The Team and Funding
Taalas emerged from stealth with over $200 million raised across three rounds. The founding team comes from AMD, Tenstorrent, Apple, Google, and Nvidia. CEO Ljubisa Bajic and CTO Drago Ignjatovic both spent years designing GPUs and APUs at AMD.
The company has spent $30 million on R&D with $170+ million still in reserve. They have 25 employees and recently opened an online demo chatbot where anyone can test the hardware’s speed.
What’s Next
The HC1 with Llama 3.1 8B is shipping now. A mid-sized reasoning model variant launches in Q2. The HC2 platform, targeting 20 billion parameters with higher density and faster execution, is expected late 2026.
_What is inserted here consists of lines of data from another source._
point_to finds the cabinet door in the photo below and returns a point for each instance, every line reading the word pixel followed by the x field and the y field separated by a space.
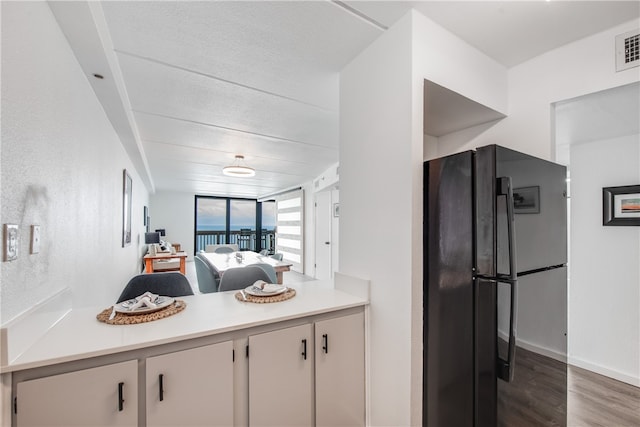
pixel 281 377
pixel 340 371
pixel 191 387
pixel 103 396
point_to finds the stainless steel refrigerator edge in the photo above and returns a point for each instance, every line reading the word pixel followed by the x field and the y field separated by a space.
pixel 471 269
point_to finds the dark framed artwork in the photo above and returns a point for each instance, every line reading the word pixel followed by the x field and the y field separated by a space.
pixel 621 205
pixel 526 200
pixel 127 192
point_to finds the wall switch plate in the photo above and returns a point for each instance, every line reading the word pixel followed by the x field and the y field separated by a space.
pixel 10 242
pixel 35 239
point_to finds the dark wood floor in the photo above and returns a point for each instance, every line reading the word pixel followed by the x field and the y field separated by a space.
pixel 546 392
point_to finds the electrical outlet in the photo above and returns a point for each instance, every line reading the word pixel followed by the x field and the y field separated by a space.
pixel 35 239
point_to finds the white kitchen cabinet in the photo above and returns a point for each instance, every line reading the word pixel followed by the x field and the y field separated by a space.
pixel 339 363
pixel 191 387
pixel 102 396
pixel 281 377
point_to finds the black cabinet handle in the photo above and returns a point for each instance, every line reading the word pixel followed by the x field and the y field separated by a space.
pixel 120 397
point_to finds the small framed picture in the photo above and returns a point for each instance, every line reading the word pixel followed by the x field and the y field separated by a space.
pixel 621 205
pixel 10 242
pixel 526 200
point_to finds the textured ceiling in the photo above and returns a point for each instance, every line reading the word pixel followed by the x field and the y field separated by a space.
pixel 188 85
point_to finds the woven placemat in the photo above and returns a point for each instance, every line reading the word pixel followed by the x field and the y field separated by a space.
pixel 132 319
pixel 288 294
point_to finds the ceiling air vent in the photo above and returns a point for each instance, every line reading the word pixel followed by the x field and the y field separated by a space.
pixel 628 50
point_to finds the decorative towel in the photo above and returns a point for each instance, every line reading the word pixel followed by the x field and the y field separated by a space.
pixel 268 287
pixel 145 300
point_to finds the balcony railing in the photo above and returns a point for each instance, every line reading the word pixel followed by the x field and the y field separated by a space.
pixel 244 238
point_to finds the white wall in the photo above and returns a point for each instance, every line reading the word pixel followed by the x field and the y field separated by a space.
pixel 62 168
pixel 381 154
pixel 604 325
pixel 576 69
pixel 175 212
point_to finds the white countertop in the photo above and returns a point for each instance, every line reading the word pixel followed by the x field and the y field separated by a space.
pixel 79 335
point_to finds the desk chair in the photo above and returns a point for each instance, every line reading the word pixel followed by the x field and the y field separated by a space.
pixel 170 284
pixel 241 277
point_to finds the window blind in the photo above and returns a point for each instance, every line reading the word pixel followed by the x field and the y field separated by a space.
pixel 290 228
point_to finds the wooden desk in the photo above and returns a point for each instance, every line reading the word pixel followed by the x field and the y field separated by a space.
pixel 223 262
pixel 148 260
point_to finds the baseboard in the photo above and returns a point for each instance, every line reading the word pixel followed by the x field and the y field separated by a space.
pixel 536 348
pixel 17 335
pixel 599 369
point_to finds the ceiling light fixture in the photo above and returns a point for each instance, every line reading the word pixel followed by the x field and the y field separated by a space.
pixel 238 168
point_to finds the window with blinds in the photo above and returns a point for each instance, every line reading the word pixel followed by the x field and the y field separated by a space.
pixel 290 228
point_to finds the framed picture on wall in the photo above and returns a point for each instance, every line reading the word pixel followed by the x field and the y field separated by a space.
pixel 621 205
pixel 127 192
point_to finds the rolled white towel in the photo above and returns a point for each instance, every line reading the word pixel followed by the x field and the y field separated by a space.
pixel 145 300
pixel 267 287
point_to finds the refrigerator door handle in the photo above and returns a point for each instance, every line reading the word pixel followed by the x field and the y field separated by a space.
pixel 504 189
pixel 506 367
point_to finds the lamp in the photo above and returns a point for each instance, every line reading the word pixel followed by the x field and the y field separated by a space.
pixel 238 168
pixel 152 239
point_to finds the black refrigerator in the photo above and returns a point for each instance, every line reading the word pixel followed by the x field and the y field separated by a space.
pixel 495 290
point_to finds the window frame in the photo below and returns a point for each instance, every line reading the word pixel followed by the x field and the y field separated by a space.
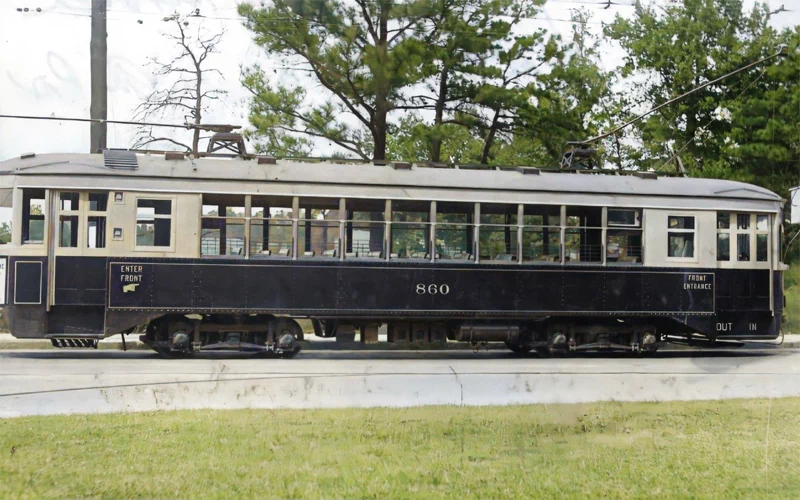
pixel 695 253
pixel 172 216
pixel 752 233
pixel 26 216
pixel 86 214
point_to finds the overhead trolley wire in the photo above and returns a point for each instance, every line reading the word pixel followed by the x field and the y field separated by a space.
pixel 188 126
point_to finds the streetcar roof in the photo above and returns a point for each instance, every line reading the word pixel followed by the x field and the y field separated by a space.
pixel 156 169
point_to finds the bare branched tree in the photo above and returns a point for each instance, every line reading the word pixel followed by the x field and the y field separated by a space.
pixel 182 80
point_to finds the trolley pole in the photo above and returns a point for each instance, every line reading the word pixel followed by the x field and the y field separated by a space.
pixel 98 48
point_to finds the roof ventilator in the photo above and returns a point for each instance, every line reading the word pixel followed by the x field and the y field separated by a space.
pixel 174 155
pixel 120 160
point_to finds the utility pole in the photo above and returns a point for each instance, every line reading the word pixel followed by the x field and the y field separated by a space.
pixel 98 48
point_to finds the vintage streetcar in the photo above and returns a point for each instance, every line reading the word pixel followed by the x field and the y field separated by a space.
pixel 204 254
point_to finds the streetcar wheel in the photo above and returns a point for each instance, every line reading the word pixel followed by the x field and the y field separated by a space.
pixel 287 326
pixel 518 348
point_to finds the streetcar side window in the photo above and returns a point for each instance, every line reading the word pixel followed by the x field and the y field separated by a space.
pixel 69 214
pixel 96 220
pixel 153 223
pixel 498 233
pixel 681 236
pixel 541 234
pixel 33 215
pixel 223 225
pixel 271 226
pixel 411 227
pixel 583 235
pixel 365 228
pixel 762 238
pixel 723 237
pixel 318 228
pixel 455 231
pixel 624 238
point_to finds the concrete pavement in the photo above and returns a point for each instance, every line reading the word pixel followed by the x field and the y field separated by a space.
pixel 36 382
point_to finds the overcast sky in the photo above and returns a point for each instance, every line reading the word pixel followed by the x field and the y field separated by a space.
pixel 44 62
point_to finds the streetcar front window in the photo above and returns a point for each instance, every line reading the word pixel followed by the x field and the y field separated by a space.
pixel 33 215
pixel 153 223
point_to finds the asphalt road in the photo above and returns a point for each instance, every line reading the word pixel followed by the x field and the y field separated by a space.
pixel 44 382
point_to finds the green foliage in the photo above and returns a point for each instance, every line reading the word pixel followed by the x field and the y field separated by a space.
pixel 745 127
pixel 5 233
pixel 352 50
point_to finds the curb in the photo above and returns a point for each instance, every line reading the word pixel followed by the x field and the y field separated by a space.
pixel 42 344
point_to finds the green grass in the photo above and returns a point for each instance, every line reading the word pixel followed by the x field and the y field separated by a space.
pixel 727 449
pixel 792 291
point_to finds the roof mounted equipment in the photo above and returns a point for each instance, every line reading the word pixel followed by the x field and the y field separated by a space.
pixel 120 159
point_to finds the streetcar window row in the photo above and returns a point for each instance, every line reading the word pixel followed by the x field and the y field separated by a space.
pixel 263 226
pixel 738 233
pixel 285 227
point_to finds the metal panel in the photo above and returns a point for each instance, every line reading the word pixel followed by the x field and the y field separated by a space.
pixel 28 278
pixel 405 289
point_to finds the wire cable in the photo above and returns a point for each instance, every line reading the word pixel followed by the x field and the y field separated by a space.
pixel 188 126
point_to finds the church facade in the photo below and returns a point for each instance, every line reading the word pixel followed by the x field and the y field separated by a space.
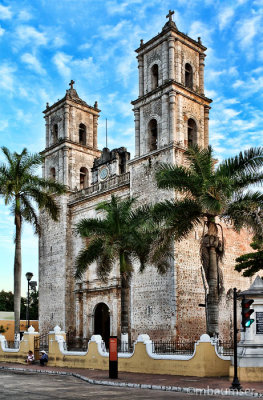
pixel 170 113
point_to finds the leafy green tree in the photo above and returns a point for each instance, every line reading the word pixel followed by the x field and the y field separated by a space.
pixel 205 193
pixel 21 189
pixel 121 236
pixel 6 301
pixel 251 263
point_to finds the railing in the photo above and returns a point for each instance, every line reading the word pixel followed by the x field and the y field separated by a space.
pixel 125 347
pixel 75 343
pixel 185 348
pixel 40 343
pixel 12 344
pixel 224 348
pixel 102 186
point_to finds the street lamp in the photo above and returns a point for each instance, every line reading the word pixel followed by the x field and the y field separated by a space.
pixel 29 276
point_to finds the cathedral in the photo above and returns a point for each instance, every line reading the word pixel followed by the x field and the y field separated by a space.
pixel 170 113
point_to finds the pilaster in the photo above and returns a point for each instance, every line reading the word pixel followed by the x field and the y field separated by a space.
pixel 172 115
pixel 171 44
pixel 206 126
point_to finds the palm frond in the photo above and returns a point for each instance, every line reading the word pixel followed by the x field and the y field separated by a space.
pixel 249 161
pixel 87 256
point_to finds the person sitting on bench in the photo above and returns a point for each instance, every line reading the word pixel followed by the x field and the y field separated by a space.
pixel 30 357
pixel 44 358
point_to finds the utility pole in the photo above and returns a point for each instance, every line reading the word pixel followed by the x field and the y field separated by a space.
pixel 235 384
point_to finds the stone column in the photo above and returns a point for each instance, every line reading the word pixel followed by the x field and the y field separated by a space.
pixel 137 131
pixel 47 131
pixel 84 314
pixel 165 119
pixel 172 115
pixel 165 61
pixel 66 121
pixel 141 80
pixel 201 72
pixel 95 131
pixel 171 57
pixel 206 126
pixel 65 166
pixel 77 311
pixel 178 62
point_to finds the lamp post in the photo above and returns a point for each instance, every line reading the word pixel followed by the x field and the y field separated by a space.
pixel 29 276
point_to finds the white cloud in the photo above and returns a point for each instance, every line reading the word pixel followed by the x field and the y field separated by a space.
pixel 62 60
pixel 24 15
pixel 7 77
pixel 33 63
pixel 5 12
pixel 3 124
pixel 248 28
pixel 85 46
pixel 27 34
pixel 225 16
pixel 197 29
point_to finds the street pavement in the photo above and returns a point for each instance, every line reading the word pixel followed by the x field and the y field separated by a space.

Frontier-class LLM support - possibly a full Llama or DeepSeek model - is planned for year-end.
What This Means
The HC1 represents an extreme position in the flexibility vs. performance trade-off. GPUs can run any model but leave performance on the table. Taalas chips achieve maximum performance but lock you into a single model.
For consumer local AI, this approach probably doesn’t make sense. Models evolve too quickly, and flexibility matters.
But for inference providers running the same model at massive scale, the math changes. If you’re serving billions of Llama queries per day and you know you’ll be on that model for at least six months, dedicated silicon starts to look attractive.
The broader trend is clear: as LLMs mature and settle into production, the hardware industry is fragmenting. The “GPU for everything” era may be ending. Specialized inference accelerators from Groq, Cerebras, SambaNova, and now Taalas are all betting that inference at scale demands purpose-built silicon.
Taalas just took that logic to its extreme conclusion.